Complex instruction throughput often understimated in Haswell

travisdowns commented 3 years ago

If you look at 3 fused domain uop instructions (no memory operands) in Haswell, many have 1.0/2.0 for expected/measured throughput. Most of these are 1.0/1.0 on Skylake, as below:

Did the the instruction throughput actually improve so much in Skylake for these instructions? I don't think so!

The effect comes from a combination of factors. One is that nearly all of these tests run out of the MITE (legacy) decoder (as reported by the perf counters). This is mostly because the uops are "dense" enough that they exceed the 18 uops in 32 byte rule.

Then, decoding limitations on Haswell kick in. Haswell can't decode in a 3-1 pattern (but Skylake can), so the tests that interleave dependency breaking instructions with the payload instruction, like:

  0:    48 31 c0                xor    rax,rax
  3:    41 f7 e0                mul    r8d

end up taking 2 cycles to decode the two instructions.
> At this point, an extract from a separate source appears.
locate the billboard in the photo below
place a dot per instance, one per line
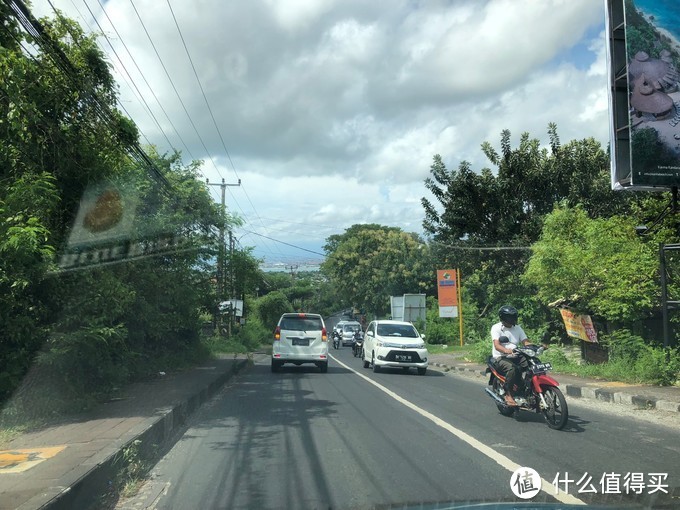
(579, 326)
(643, 53)
(447, 287)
That's why itput of 2.0 appear all of over the place in the Haswell results. Most of the other test variants can't crack 2.0 cycles because of dependency chains.

One approach get getting close to the true throughput would be to avoid breaking out of the uop cache: e.g., by using an occasional large nop to space out the instructions. For cases where you have unrolled 4 uops with 4 dependency breaking instructions, you could group the dependency breaking (1 uop) and payload (complex) for better decoding. E.g.,:

xor eax, eax
xor ebx, ebx
xor ecx, ecx
xor edx, edx
xadd eax, eax
xadd ebx, ebx
xadd ecx, ecx
xadd edx, edx

will decode more efficiently (5 cycles) than with full interleaving (8 cycles).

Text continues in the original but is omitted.